# Extension to the 30 days given to enter



## wanderlust15 (Jul 19, 2014)

I have just received the amazing news that my visa has been granted. A wonderful Christmas present.

It was approved quite quickly - much faster than I anticipated - within a month (I was told to expect 60-90 day wait time as I didn't use the priority service). Since applying my brother has had to change his wedding date which will now be on the 23rd Jan. I have been given till the 10th Jan to arrive in the UK.

On my visa approval letter is says:

"If you do not travel to the UK within this 30 day period, your visa will expire and you will need to apply for a replacement visa, the fee for which can be found online at https://www.gove.uk/visa-fees."

On the UKBA website:

What happens if I decide to change my travel date after I receive my 30 day passport sticker?
If the short term vignette has expired or will expire before you travel then they will need to apply for a new short term vignette.

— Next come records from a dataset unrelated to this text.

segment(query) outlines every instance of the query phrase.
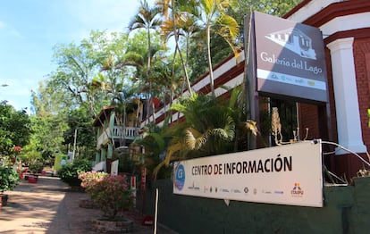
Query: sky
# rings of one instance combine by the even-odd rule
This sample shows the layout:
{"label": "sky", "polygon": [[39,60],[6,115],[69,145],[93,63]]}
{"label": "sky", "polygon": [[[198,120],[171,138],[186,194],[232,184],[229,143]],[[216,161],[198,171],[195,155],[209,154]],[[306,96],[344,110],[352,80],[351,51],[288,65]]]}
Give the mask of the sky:
{"label": "sky", "polygon": [[91,30],[126,31],[139,4],[140,0],[1,0],[0,101],[30,113],[31,90],[56,68],[54,46],[79,45]]}

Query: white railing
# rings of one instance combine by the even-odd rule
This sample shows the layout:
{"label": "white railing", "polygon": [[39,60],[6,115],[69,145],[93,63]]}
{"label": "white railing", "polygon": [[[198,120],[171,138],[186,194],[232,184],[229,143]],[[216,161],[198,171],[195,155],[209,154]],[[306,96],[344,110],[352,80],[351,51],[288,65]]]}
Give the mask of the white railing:
{"label": "white railing", "polygon": [[135,127],[125,127],[122,126],[114,126],[113,130],[113,138],[122,138],[123,137],[123,131],[125,132],[124,137],[127,139],[133,139],[135,137],[139,136],[139,128]]}
{"label": "white railing", "polygon": [[123,131],[125,132],[124,138],[126,139],[133,139],[139,136],[139,128],[135,127],[125,127],[122,126],[114,126],[111,131],[109,128],[106,128],[105,130],[99,136],[97,141],[97,147],[99,148],[101,145],[105,145],[109,138],[120,138],[123,137]]}

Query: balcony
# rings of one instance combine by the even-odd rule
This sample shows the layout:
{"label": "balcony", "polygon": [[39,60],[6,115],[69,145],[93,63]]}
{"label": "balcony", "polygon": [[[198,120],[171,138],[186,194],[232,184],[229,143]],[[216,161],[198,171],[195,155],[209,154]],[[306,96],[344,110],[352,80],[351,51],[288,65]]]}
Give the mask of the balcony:
{"label": "balcony", "polygon": [[[123,135],[124,132],[124,135]],[[112,134],[111,134],[112,133]],[[112,131],[109,128],[106,128],[105,130],[99,136],[97,143],[97,149],[100,148],[100,146],[106,145],[109,140],[124,138],[132,140],[139,136],[139,128],[135,127],[126,127],[122,126],[114,126]]]}

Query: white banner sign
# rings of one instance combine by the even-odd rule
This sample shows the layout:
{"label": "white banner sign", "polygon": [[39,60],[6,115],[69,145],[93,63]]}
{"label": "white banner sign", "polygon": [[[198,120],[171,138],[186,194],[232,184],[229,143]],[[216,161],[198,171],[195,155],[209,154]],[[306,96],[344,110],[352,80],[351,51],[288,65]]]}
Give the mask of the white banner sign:
{"label": "white banner sign", "polygon": [[320,141],[176,162],[173,172],[174,194],[323,207]]}

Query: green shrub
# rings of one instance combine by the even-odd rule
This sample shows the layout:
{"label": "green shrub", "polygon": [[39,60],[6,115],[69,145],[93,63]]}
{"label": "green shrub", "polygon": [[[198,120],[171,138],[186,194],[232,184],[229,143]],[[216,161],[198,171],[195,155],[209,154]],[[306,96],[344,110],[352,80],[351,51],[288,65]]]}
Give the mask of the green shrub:
{"label": "green shrub", "polygon": [[17,171],[0,166],[0,194],[4,191],[13,190],[20,180]]}
{"label": "green shrub", "polygon": [[62,167],[57,174],[61,180],[70,186],[80,186],[79,173],[91,171],[91,162],[85,158],[75,159],[72,163]]}

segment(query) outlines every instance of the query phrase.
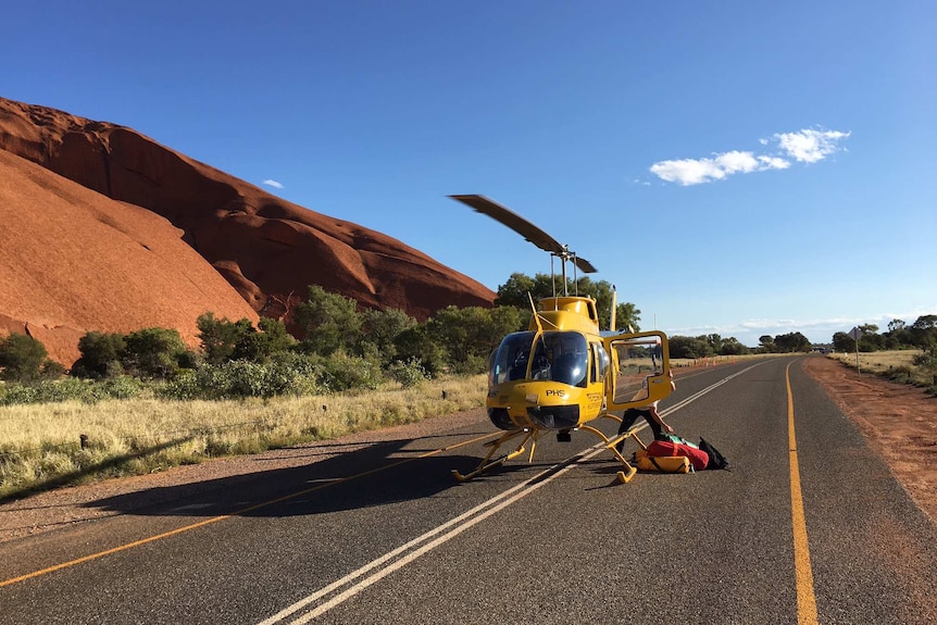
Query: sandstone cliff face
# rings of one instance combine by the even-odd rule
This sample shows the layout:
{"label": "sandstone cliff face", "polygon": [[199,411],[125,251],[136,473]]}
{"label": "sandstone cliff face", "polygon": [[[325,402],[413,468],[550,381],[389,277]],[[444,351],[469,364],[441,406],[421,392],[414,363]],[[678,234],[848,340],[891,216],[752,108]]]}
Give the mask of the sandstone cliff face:
{"label": "sandstone cliff face", "polygon": [[192,342],[207,310],[289,321],[309,285],[420,320],[495,299],[391,237],[130,128],[0,98],[0,328],[28,327],[66,365],[77,348],[50,347],[53,334],[64,346],[159,325]]}

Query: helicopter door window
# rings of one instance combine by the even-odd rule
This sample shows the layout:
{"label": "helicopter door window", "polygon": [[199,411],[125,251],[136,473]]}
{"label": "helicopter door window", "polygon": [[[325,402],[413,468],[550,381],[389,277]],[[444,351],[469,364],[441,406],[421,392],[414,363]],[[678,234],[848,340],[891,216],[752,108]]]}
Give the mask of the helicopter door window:
{"label": "helicopter door window", "polygon": [[648,379],[664,372],[662,346],[655,336],[645,336],[612,342],[617,371],[615,403],[647,399]]}

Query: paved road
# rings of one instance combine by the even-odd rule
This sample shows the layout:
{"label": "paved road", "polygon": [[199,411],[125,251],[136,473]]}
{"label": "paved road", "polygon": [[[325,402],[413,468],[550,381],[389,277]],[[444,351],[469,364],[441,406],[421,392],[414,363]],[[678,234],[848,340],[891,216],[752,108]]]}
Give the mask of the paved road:
{"label": "paved road", "polygon": [[308,466],[0,546],[0,623],[937,622],[935,524],[801,362],[698,371],[662,402],[730,472],[617,484],[577,433],[457,484],[484,418],[311,448]]}

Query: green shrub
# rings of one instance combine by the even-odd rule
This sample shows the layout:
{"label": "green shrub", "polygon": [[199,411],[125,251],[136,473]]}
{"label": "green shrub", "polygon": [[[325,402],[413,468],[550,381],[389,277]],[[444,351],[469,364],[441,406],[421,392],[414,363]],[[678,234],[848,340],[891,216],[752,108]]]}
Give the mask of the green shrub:
{"label": "green shrub", "polygon": [[32,382],[41,377],[46,362],[46,346],[25,334],[14,333],[0,339],[0,378]]}
{"label": "green shrub", "polygon": [[389,367],[390,377],[400,383],[403,388],[412,388],[429,379],[429,374],[420,364],[420,360],[411,358],[404,362],[397,361]]}
{"label": "green shrub", "polygon": [[325,390],[375,389],[384,382],[380,364],[368,359],[336,352],[323,361],[320,382]]}

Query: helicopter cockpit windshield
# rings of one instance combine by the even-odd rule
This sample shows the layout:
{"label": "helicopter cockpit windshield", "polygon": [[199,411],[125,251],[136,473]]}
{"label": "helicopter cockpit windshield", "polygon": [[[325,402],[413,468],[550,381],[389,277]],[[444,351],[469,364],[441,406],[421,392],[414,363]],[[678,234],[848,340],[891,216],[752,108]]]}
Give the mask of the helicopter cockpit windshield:
{"label": "helicopter cockpit windshield", "polygon": [[585,387],[588,354],[586,337],[577,332],[513,333],[495,354],[489,382],[535,379]]}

In the guidance notes it says if i am outside the UK I can apply online and pay GBP72.00 for replacement BRP visa. Is this what I do to get an extension? 

Thanks for your help!


----------



## Joppa (Sep 7, 2009)

It's called Transfer of Conditions (TOC) or Vignette Transfer, and costs £122 (it's not replacement BRP visa). You apply online (Other > Others > Vignette Transfer), pay, give biometrics and submit your passport. It usually takes 2-3 weeks if you apply in Melbourne. Under 'Other Information', explain that you have ben issued with 30-day vignette but you won't be able to travel to UK before its expiry date.


----------